Esther Forbes might be pleased to know that reading the book was a “fun way” for Henry to explore Boston from his Seattle classroom. Boston came alive as Johnny “carried mail for money and delivered letters as a spy.” He also enjoyed reading about working in the ships and how to get around Johnny’s Boston and felt it was important to learn about such topics as the Boston Tea Party and Paul Revere’s Ride, but—and here comes the critique that Forbes might not find as gratifying: “I also noticed that the book didn’t have a really good ending. You need a second book. Johnny wanted to go into the army and you need to teach about life in the army and learn more about the whole revolution.”
That said, Henry reported that the book started a “Revolutionary War craze” in Mr. A.’s classroom. The kids watched the 1957 Disney Johnny Tremain movie and found other books. Over the summer Henry himself was able to visit Mystic Seaport to see old ships and Old Sturbridge Village, which seemed to him a “lot like the outskirts of Boston.” The “blacksmith and the tin shop also give you the idea of silversmithing and the printing office and houses also help you learn about what life was like for Johnny. “
Henry summed up our conversation by observing that the book has a lot of facts for kids who don’t like to read nonfiction on their own and was a “good way to sneak them in.” As Henry’s grandmother, I would say it was a good way of sneaking fiction into his usual diet of nonfiction by creating a character and situation that he found completely credible and engaging.

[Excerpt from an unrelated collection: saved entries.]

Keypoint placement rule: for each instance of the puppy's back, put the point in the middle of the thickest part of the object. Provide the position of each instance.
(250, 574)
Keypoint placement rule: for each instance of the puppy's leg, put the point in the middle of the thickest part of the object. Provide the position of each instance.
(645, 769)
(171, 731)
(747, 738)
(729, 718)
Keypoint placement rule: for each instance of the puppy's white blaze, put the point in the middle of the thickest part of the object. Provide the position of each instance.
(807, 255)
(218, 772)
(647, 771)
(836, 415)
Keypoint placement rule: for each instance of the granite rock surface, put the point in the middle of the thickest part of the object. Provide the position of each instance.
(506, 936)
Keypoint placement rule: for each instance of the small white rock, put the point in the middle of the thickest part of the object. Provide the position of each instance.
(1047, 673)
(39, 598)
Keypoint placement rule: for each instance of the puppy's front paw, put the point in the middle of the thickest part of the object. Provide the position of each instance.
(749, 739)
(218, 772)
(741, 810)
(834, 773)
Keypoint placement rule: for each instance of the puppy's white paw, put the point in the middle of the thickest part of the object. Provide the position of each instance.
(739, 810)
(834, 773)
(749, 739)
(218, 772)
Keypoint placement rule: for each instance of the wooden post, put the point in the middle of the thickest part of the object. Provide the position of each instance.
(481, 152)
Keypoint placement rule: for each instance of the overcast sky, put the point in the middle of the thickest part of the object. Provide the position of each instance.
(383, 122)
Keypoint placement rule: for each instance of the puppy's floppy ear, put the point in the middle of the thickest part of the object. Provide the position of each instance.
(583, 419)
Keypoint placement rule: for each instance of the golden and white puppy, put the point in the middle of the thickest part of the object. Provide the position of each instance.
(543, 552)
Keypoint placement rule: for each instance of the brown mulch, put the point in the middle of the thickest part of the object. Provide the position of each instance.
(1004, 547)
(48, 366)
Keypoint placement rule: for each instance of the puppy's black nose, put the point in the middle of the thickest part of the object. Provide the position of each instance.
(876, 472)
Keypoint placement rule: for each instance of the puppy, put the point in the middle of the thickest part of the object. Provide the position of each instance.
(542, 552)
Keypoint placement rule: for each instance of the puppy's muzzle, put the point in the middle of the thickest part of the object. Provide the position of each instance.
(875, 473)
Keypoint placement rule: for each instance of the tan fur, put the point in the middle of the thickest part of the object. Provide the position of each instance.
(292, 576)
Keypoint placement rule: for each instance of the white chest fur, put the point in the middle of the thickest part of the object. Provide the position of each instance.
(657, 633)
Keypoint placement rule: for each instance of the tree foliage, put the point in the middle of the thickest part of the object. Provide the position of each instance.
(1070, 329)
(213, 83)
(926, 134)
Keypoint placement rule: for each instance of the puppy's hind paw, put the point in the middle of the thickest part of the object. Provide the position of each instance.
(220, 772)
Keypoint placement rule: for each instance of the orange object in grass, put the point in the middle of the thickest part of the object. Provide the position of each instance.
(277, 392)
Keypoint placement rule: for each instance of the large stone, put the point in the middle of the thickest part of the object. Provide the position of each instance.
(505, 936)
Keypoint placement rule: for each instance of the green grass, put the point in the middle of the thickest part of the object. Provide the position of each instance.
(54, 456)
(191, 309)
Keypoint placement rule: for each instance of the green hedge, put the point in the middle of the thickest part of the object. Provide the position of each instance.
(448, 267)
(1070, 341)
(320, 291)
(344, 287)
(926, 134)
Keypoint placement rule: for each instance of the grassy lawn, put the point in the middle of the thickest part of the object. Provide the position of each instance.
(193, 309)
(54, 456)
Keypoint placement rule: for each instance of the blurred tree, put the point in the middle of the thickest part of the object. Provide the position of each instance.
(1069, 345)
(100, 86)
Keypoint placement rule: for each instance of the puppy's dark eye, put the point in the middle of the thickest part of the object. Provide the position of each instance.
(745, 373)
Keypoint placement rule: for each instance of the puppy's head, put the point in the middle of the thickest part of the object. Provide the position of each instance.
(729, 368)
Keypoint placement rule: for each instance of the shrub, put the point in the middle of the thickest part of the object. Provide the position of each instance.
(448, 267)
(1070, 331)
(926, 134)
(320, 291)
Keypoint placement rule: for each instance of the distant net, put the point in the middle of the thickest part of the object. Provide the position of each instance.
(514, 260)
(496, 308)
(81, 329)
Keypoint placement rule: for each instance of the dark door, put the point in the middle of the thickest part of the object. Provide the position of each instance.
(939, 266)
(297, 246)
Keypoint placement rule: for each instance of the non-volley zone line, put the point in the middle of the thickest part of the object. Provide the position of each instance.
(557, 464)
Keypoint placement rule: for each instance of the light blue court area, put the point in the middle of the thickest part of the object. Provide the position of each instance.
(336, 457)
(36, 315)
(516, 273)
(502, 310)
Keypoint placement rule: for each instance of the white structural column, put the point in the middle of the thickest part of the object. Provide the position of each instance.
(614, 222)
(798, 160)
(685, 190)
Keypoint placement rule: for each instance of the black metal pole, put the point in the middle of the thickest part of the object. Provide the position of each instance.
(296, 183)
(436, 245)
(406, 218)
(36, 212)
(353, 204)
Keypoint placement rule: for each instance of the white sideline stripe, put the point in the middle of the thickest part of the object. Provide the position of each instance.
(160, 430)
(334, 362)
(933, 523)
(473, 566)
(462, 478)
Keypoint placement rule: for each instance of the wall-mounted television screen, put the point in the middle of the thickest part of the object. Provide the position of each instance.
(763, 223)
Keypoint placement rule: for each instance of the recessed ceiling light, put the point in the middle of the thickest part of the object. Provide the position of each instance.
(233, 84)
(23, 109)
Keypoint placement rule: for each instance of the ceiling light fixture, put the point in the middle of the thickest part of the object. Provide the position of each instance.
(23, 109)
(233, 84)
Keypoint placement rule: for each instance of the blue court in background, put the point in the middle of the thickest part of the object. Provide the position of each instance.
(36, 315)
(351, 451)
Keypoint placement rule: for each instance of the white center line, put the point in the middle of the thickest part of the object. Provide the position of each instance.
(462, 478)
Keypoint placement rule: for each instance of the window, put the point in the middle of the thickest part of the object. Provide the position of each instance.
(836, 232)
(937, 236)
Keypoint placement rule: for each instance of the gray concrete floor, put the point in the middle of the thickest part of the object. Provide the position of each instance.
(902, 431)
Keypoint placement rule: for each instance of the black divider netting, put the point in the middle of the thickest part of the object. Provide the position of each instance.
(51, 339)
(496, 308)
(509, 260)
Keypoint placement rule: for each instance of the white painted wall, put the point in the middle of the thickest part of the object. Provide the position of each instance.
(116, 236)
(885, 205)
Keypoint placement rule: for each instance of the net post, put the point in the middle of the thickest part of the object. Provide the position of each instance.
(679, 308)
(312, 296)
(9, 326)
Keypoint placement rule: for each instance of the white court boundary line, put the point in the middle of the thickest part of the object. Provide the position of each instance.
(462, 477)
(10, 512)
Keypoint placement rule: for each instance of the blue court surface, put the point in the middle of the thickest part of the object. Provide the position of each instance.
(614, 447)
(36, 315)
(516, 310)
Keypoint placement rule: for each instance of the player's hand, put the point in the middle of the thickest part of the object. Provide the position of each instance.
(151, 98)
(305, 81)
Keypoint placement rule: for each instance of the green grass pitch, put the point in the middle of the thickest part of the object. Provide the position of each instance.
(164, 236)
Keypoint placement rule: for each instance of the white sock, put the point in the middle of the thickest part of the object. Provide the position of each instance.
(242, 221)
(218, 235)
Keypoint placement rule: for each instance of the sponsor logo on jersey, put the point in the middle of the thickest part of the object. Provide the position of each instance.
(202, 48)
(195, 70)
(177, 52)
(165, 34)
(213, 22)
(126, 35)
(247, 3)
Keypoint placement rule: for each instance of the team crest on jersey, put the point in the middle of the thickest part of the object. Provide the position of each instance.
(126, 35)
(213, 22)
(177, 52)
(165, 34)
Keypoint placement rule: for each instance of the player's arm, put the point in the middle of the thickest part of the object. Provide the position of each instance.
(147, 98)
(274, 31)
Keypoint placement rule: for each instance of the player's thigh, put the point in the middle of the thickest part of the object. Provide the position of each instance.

Seventy years after Forbes won the Newbery Medal for this book—a product of her creative imagination and skillful transformation of archival research at the American Antiquarian Society—it still resonates with young people. Johnny Tremain will be the subject of a Hands-On History Workshop to be offered by the Society on Saturday, May 10, 2014, and a portion of the day will feature discussion about the use of the novel in the classroom. If you are a teacher, take it from Henry: “it adds to your knowledge and it’s nice to read.” And if you’re an adult who hasn’t read it recently, it’s still in print (or available for download) and a wonderful glimpse of some of the best research and writing to emerge from “under the generous dome.”